It is no news to anyone that high-street stores have been adversely affected by the astronomical rise of e-commerce, just a stroll around many British high streets and the absence of small-business stores and the presence of betting shops, discount shops jump out at you. And similar patterns have been emerging throughout the US. Since 1992, there have been two sizable shifts. One is the almost reversal of fortunes between department stores – which used to contribute to 15% of core retail sales – to superstores, which now occupy almost exactly the same market share. The second is much more recent and is, of course, the emergence of e-commerce. However, the effect has been different, with superstores largely having their percentage of core retail sales remain constant since 2009 and instead smaller businesses bearing the brunt of the blow. The outlook does not seem to be wavering either. The KMPG/Ipsos Retail think tank recorded retail health to be at 82% of what it was a decade ago and in one of the starkest examples, Sears – the ex-mammoth of US retail – has lost $26Bn of value since 2007 and has just announced further store closure and liquidations.

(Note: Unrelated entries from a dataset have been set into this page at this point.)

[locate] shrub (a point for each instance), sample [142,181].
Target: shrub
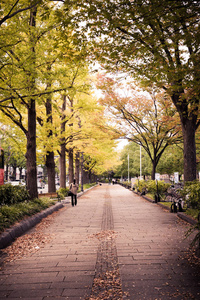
[13,194]
[191,194]
[63,192]
[151,187]
[161,187]
[9,214]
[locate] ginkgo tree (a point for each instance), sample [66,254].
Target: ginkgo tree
[147,118]
[22,63]
[156,42]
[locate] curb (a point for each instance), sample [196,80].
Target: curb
[181,215]
[7,237]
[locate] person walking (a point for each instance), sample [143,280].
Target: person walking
[73,189]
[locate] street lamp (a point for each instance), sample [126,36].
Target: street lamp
[140,162]
[128,168]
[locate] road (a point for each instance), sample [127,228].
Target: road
[112,245]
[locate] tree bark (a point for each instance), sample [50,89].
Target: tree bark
[71,165]
[31,152]
[63,147]
[77,163]
[62,166]
[190,169]
[31,133]
[50,164]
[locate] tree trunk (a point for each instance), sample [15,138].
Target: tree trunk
[63,147]
[50,164]
[77,162]
[31,134]
[188,130]
[63,166]
[31,152]
[153,170]
[71,165]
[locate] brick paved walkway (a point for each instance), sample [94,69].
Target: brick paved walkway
[112,245]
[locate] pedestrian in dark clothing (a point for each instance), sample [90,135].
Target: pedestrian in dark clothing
[73,189]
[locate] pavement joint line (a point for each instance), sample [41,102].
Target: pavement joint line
[107,276]
[15,231]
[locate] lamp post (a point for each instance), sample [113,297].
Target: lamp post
[128,168]
[140,162]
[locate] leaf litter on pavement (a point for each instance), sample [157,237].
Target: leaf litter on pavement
[107,283]
[30,242]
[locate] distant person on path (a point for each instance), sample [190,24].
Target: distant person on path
[73,189]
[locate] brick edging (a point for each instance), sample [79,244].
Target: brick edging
[9,235]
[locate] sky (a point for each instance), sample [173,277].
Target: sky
[121,143]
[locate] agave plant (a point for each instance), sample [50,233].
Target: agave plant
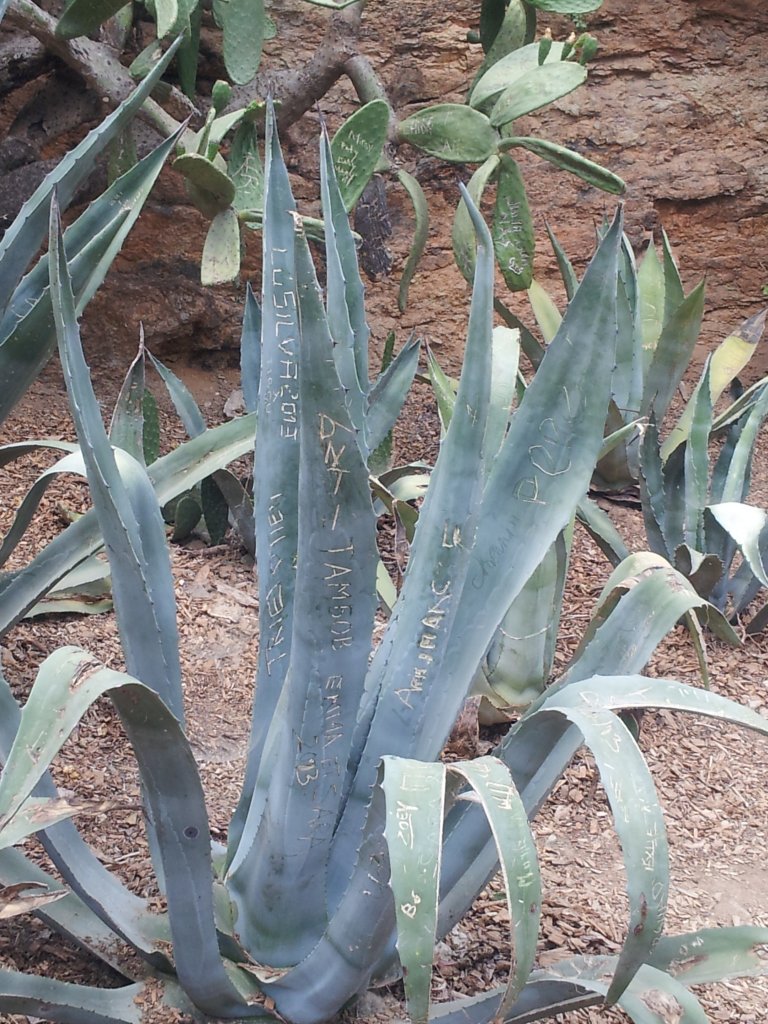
[353,847]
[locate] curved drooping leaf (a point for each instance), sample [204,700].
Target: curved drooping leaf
[170,475]
[71,680]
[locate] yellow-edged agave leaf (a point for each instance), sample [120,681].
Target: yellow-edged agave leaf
[745,524]
[220,262]
[415,797]
[536,88]
[547,314]
[451,131]
[728,359]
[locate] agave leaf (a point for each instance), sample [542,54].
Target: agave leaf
[166,15]
[504,73]
[33,995]
[27,331]
[696,463]
[127,425]
[275,470]
[639,823]
[730,481]
[23,239]
[501,803]
[415,794]
[711,954]
[244,26]
[421,232]
[537,87]
[651,293]
[170,475]
[246,169]
[220,262]
[71,680]
[520,656]
[347,254]
[412,652]
[643,600]
[505,356]
[338,236]
[463,236]
[356,147]
[444,390]
[672,354]
[747,525]
[250,350]
[451,131]
[566,6]
[513,227]
[26,897]
[547,314]
[126,508]
[567,160]
[541,998]
[333,625]
[125,914]
[570,283]
[389,391]
[653,996]
[531,347]
[727,361]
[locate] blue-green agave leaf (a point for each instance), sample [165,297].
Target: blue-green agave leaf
[126,508]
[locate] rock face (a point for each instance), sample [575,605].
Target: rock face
[677,103]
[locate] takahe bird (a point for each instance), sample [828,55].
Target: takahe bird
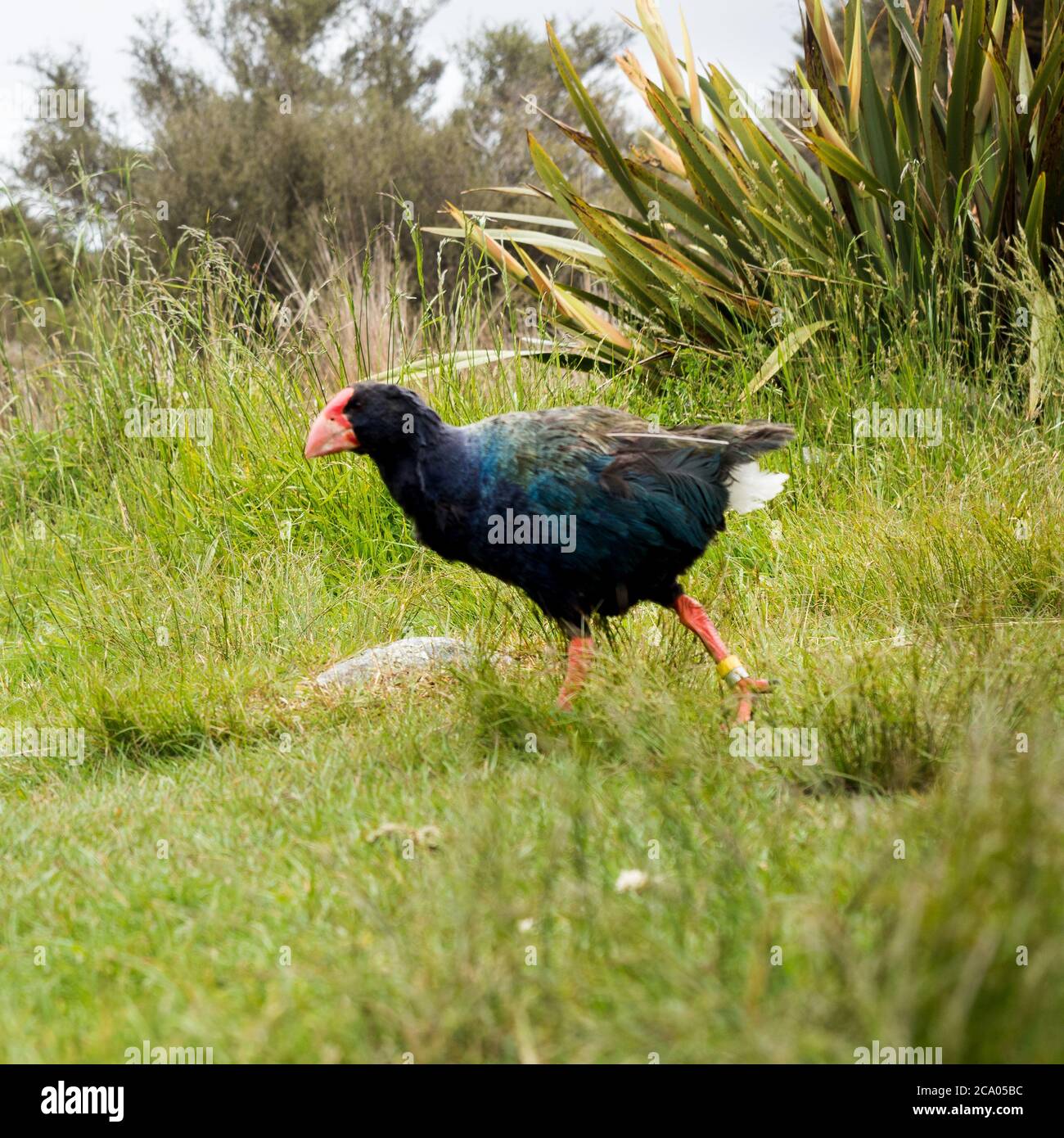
[588,510]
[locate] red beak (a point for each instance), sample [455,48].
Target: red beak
[331,431]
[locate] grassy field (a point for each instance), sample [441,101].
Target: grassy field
[214,874]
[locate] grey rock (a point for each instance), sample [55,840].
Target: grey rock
[413,654]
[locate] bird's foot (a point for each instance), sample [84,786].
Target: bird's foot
[733,673]
[748,688]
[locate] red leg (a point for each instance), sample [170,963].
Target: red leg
[580,651]
[728,667]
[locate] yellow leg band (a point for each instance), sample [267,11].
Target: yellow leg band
[731,671]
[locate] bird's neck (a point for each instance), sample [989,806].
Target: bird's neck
[419,472]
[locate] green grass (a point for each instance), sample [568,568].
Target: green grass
[914,623]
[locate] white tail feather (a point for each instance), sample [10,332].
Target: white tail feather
[751,487]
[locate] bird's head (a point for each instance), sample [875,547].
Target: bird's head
[373,419]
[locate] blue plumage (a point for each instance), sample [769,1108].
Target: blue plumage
[588,510]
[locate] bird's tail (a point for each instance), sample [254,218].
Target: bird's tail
[748,486]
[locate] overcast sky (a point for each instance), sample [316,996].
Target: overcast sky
[751,38]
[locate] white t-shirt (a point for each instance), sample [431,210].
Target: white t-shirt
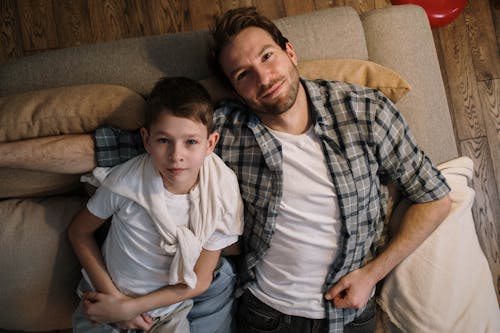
[305,240]
[134,258]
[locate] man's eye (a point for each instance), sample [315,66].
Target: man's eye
[241,75]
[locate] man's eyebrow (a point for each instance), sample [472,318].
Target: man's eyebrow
[262,50]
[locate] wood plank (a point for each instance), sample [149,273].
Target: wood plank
[37,25]
[72,23]
[169,16]
[449,93]
[486,204]
[490,105]
[107,19]
[297,7]
[137,22]
[202,13]
[226,5]
[10,32]
[482,40]
[461,80]
[271,9]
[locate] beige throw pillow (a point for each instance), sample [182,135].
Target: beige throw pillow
[361,72]
[68,110]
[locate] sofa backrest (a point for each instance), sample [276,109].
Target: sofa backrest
[398,37]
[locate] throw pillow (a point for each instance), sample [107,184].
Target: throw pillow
[361,72]
[64,110]
[68,110]
[446,284]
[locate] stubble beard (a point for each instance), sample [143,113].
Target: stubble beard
[286,102]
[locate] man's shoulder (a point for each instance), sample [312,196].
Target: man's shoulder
[233,115]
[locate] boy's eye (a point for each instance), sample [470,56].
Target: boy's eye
[267,55]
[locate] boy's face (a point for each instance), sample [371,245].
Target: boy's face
[262,73]
[178,147]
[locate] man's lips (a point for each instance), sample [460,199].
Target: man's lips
[175,170]
[273,90]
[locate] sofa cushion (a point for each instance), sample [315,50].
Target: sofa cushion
[65,110]
[39,270]
[361,72]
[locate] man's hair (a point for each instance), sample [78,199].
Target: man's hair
[231,24]
[181,97]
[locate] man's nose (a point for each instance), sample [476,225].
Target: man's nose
[262,76]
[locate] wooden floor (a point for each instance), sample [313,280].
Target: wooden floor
[468,51]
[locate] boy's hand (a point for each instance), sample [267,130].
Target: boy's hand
[142,322]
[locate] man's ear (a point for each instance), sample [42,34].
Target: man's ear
[145,138]
[289,49]
[212,140]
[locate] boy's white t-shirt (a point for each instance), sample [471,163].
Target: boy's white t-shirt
[132,253]
[291,275]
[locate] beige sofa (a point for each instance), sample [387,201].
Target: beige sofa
[105,83]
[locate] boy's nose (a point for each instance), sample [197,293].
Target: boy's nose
[176,153]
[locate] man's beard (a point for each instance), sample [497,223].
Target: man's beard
[284,103]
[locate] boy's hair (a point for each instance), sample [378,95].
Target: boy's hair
[181,97]
[231,24]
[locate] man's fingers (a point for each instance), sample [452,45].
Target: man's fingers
[338,290]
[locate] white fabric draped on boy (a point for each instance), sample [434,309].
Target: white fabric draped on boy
[138,180]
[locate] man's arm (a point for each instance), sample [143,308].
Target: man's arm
[419,221]
[108,308]
[71,154]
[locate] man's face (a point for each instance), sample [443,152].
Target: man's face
[262,73]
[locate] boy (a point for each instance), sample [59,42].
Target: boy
[173,210]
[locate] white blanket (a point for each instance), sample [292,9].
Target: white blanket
[446,284]
[138,180]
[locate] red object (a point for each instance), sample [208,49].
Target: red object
[440,12]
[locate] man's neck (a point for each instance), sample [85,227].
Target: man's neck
[294,121]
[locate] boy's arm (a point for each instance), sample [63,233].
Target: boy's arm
[108,308]
[81,234]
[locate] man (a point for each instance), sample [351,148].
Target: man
[311,159]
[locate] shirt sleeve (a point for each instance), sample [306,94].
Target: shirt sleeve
[401,159]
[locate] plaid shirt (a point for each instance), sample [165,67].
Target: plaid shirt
[365,140]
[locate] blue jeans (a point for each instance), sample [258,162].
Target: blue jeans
[257,317]
[214,310]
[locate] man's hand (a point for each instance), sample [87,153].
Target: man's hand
[352,291]
[104,308]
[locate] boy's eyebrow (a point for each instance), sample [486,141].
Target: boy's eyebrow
[262,50]
[161,132]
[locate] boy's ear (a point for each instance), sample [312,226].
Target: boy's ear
[290,51]
[213,138]
[145,138]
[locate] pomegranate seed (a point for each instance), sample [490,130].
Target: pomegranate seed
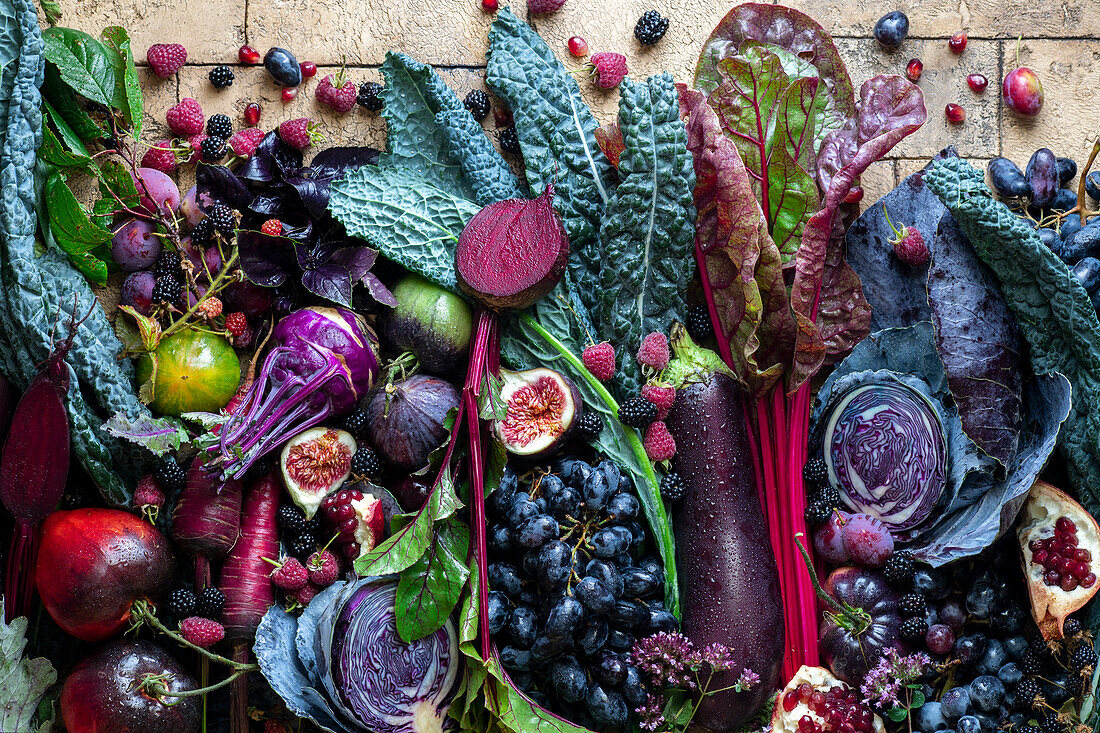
[914,69]
[977,83]
[248,55]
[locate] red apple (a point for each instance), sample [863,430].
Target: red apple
[1022,91]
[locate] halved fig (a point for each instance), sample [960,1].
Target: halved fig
[542,406]
[1058,540]
[815,693]
[314,463]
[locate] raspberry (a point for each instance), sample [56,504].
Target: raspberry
[185,118]
[160,157]
[600,360]
[662,395]
[235,323]
[337,93]
[272,228]
[608,67]
[659,444]
[166,58]
[290,575]
[653,351]
[322,568]
[299,133]
[244,142]
[201,632]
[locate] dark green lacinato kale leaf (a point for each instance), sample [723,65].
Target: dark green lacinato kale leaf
[648,229]
[1052,308]
[557,134]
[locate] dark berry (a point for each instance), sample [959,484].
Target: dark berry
[477,102]
[637,413]
[672,488]
[650,28]
[221,77]
[509,140]
[182,603]
[219,126]
[589,427]
[210,602]
[370,96]
[169,474]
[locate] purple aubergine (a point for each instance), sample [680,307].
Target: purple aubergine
[729,583]
[853,643]
[1042,175]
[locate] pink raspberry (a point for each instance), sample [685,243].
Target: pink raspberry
[659,444]
[186,119]
[166,58]
[608,67]
[600,360]
[662,395]
[653,351]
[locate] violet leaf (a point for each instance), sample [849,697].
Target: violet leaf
[739,264]
[787,29]
[890,109]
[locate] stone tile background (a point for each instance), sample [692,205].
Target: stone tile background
[1059,39]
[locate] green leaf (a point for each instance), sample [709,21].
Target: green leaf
[22,681]
[85,64]
[405,217]
[648,228]
[557,134]
[428,591]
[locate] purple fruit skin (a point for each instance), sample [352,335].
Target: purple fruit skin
[729,583]
[847,654]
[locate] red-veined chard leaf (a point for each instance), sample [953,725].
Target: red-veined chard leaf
[890,109]
[739,264]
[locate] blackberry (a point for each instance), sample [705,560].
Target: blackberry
[477,102]
[699,323]
[370,96]
[817,513]
[509,141]
[637,413]
[672,488]
[210,602]
[169,474]
[182,603]
[212,149]
[650,28]
[365,462]
[913,630]
[589,427]
[219,126]
[221,77]
[221,218]
[899,569]
[290,518]
[912,604]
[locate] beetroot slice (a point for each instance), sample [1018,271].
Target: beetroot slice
[513,252]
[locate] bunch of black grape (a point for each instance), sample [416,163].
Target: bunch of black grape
[571,588]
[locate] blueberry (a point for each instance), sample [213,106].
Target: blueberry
[283,66]
[890,31]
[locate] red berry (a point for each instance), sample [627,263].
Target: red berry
[977,83]
[248,55]
[914,69]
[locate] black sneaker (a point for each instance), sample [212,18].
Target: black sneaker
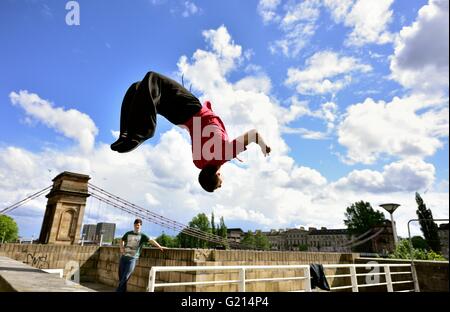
[122,138]
[129,144]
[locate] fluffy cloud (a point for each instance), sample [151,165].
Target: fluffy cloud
[409,175]
[297,23]
[420,61]
[267,10]
[320,68]
[190,9]
[71,123]
[371,129]
[368,20]
[273,192]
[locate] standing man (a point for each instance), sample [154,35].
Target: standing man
[211,146]
[130,249]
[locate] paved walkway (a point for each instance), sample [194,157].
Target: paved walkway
[16,276]
[98,287]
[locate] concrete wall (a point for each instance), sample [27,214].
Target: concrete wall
[432,275]
[67,257]
[101,265]
[109,256]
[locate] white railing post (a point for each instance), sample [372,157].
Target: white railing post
[415,279]
[354,278]
[242,280]
[307,280]
[151,280]
[387,273]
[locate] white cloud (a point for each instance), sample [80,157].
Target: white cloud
[328,112]
[420,61]
[258,84]
[409,175]
[368,19]
[339,8]
[273,192]
[71,123]
[320,69]
[190,8]
[402,128]
[267,10]
[298,24]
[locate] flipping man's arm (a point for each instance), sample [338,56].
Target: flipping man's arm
[253,136]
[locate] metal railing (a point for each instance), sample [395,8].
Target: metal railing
[59,272]
[243,270]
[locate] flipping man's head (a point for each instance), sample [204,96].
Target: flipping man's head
[209,178]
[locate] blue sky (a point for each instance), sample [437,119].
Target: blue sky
[318,77]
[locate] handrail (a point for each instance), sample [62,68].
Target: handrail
[242,270]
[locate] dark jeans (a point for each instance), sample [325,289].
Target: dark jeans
[155,94]
[126,267]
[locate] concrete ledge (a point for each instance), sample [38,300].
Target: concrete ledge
[19,277]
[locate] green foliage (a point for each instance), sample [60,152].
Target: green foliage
[248,241]
[403,251]
[167,241]
[303,247]
[255,241]
[428,227]
[202,223]
[213,225]
[9,231]
[361,217]
[261,241]
[419,242]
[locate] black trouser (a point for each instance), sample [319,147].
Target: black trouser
[155,94]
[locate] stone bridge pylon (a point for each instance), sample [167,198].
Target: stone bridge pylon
[65,209]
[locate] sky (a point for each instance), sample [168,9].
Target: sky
[351,95]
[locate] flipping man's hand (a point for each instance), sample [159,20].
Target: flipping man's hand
[266,150]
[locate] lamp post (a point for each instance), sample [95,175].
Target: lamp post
[391,208]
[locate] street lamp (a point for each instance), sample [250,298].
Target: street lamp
[391,208]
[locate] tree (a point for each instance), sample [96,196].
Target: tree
[261,241]
[303,247]
[167,241]
[9,231]
[428,227]
[403,251]
[419,242]
[213,225]
[200,222]
[222,230]
[248,241]
[360,218]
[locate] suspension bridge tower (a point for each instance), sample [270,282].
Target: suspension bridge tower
[65,209]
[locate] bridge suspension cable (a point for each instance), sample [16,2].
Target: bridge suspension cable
[131,208]
[188,230]
[356,242]
[24,201]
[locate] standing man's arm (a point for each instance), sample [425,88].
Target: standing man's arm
[155,243]
[122,246]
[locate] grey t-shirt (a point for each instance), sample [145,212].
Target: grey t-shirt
[133,243]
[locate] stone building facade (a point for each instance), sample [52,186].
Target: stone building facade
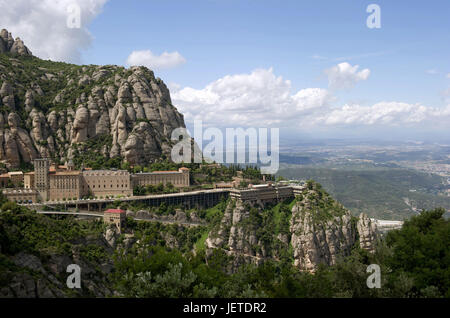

However, maybe one man has a plan. Amazon, the Lex Luthor of the high-street, had a value crash of $5.7Bn as Donald Trump targeted the online giant in a damaging tweet. “Amazon is doing great damage to tax paying retailers. Towns, cities, and states throughout the US are being hurt – many jobs being lost” the tweet read, surely a damning statement to one of the world’s largest companies. But after all, it is just a tweet. Right? With an ordinary politician, you’d think so, but Trump has made a habit of announcing policy plans over twitter, from his views of transgender military eligibility to announcing the sacking of advisors, so it could be a look to the future as to what direction the Trump administration will take. Furthermore, with his promises of putting the American people first, it is likely Trump will attempt some reform to rebalance the retail sector. This news, coupled with better than expected reports for Urban Outfitters who, despite a predicted earnings per share of 36 cents, reported an EPS (earnings per share) of 45c, show that investors have potential gains to make as high-street firms may have short term gains (UO stock flew up by 1/5th to $20.13) due to pessimistic predictions, but also possible long term investment opportunities if the US government stands by Trump and attempts to go hard on online retailers.
And whilst many, including myself, find a Trump “Superman of the high-street”, situation unlikely, cast your mind back to Ford announcing the killing of a Mexican plant and focus on its Michigan factory after criticism from Trump or Walmart creating a “2017 goals for American job growth and community investment” programme amid the Trump administrations launch of an investigation into Chinese trade practises.